I have a lot to say about this week. Like a lot. I’ve officially made the switch from “I’m going on the World Race” to “I’m on the World Race.” And it’s freaking weird and it’s freaking amazing. This week, teams Wildfire and Wimbi stayed at a camp in the mountains of South Africa, putting on an overnight camp for teens of Jeffrey’s Bay. The week started off rough. But it ended up being one of the most powerful and changing experiences of my life. I don’t know where to start, so here it is. A direct journal entry from this Tuesday. It doesn’t get more raw than this.
Tuesday. I have no idea what day it is.
It’s the second day of camp. I can barely write- my fingers are so cold. Yesterday was hard. Like really freaking hard. It was my first breakdown of the race. This place felt filled with darkness; I could physically feel the heaviness of the enemy here. I got a terrible migraine and couldn’t be present. I felt weak, awkward, insecure. I started having flashes of home run through my mind: my mom, Luna, my bed, Saturday mornings on the couch. The weight of ten and a half more months hit me like a truck and I felt hopeless. Chantai and Hallie were throwing up; John was sick. We had no water and the juice we were drinking was fermented. The kids were unruly; they were loud and unwilling. It got dark early. I hate kickball.
It was just hard.
Part of our team was sent home—they were far too sick to be here. Some of Hallie’s stuff was stolen. It made me so anxious. There is no security. The toilets are backed up. There are no warm showers. The food is different from home. Bread, mostly. So we cried. And we prayed. And Anthea spoke truth into us. “This is what rolling up your sleeves looks like; this is your wake-up call.” There is no wifi. No heat. Nowhere to escape to. No hot water, no comforts of home. There is only room. Room for God or room for the enemy. This is what I signed up for. This is the World Race. The World Race isn’t coffee shops and beach trips; the World Race is getting our hands dirty. It’s loving the kids who stole our things. Appreciating that we have families who blessed us with wool socks before we left home. Eating the cheese and butter-filled hot dog bun. The World Race is coming together and night and giving thanks, despite the circumstances. It’s praying for the kids more than we pray for ourselves. It’s patience. It’s love. It’s kindness and it’s Christ-like compassion.

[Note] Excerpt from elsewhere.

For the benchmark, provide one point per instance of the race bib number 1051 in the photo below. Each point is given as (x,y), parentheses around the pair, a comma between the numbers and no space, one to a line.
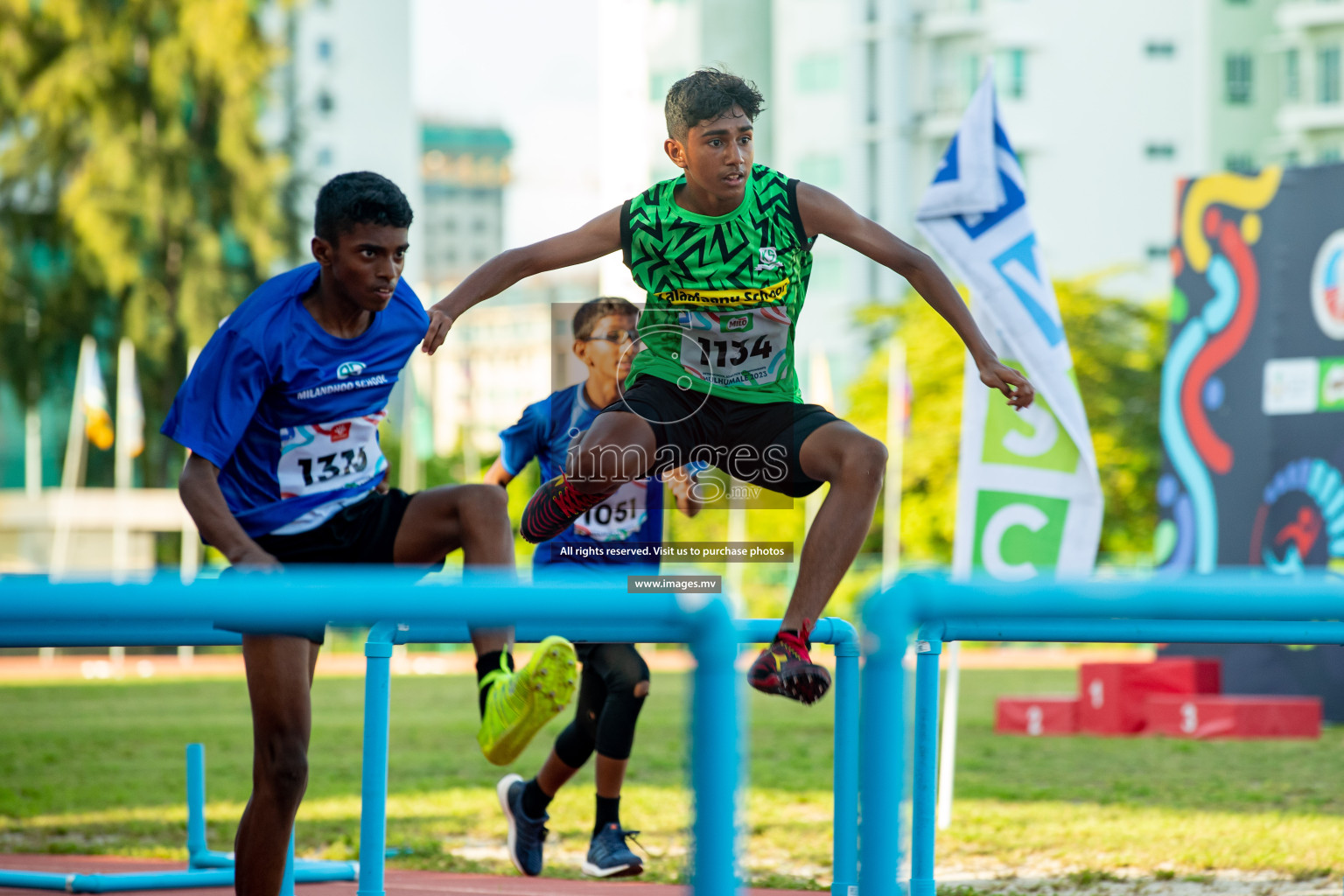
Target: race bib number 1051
(326,457)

This is the World Race. It’s not pretty and it’s often not Instagram-worthy. Today, I woke up feeling rested. Those of us who were left pushed our thin foam mattresses together to stay warm last night. I woke up and had to go to the bathroom, so I walked up the big hill. On my way back down, I stopped. The sun was rising and the sky above the mountains was muted shades of pink and purple. I was at peace. While I laid in bed for the next hour or so, I had an image. The camp we’re at is situated in the mountains. The buildings go uphill—they’re simple and they’re old. There was a black smoke rolling through the camp, consuming everything. But then, the brightest and richest sunshine came in and rolled all through the hills, bringing everything into the light. There were still remnants of thin smoke in the air, but the light shone through and illuminated sparkles within it. Light drives out the darkness—every time.
We had coffee this morning. We slept and we slept well. A pastor came to speak for their morning devotions. He paralleled our spirits with a deflated soccer ball being filled up—an analogy that spoke directly to the kids here. As he spoke, the air changed; it became easier to breathe. He shared of his almost-suicide and his encounter with Jesus. The room filled with tears. Redemption rained down. One by one, the students stood—symbolic to show that they are choosing, from this day forward, to stand with Christ. The deep wounds from alcoholic fathers, abusive boyfriends, and the enemy’s lies were brought to the surface. These kids have experienced pain. That much is evident. But they are filled with hope for the future and today, they decided to change their paths. Today, God called and they answered.
Side note:
At the time I wrote this, I had no idea. But I shared my vision of the smoke and the sunshine at team time later that night. Kelsey had gone for a run early that same morning and said that, at the top of the mountain, she could see the camp situated in the rolling hills. Everywhere else was clear and beautiful. But over the camp was a noticeable, tangible fog. As she watched, the fog began to dissipate roll away. Very literally, before our eyes, the darkness was driven from that place and was replaced with peace. God moved, and he’s still moving.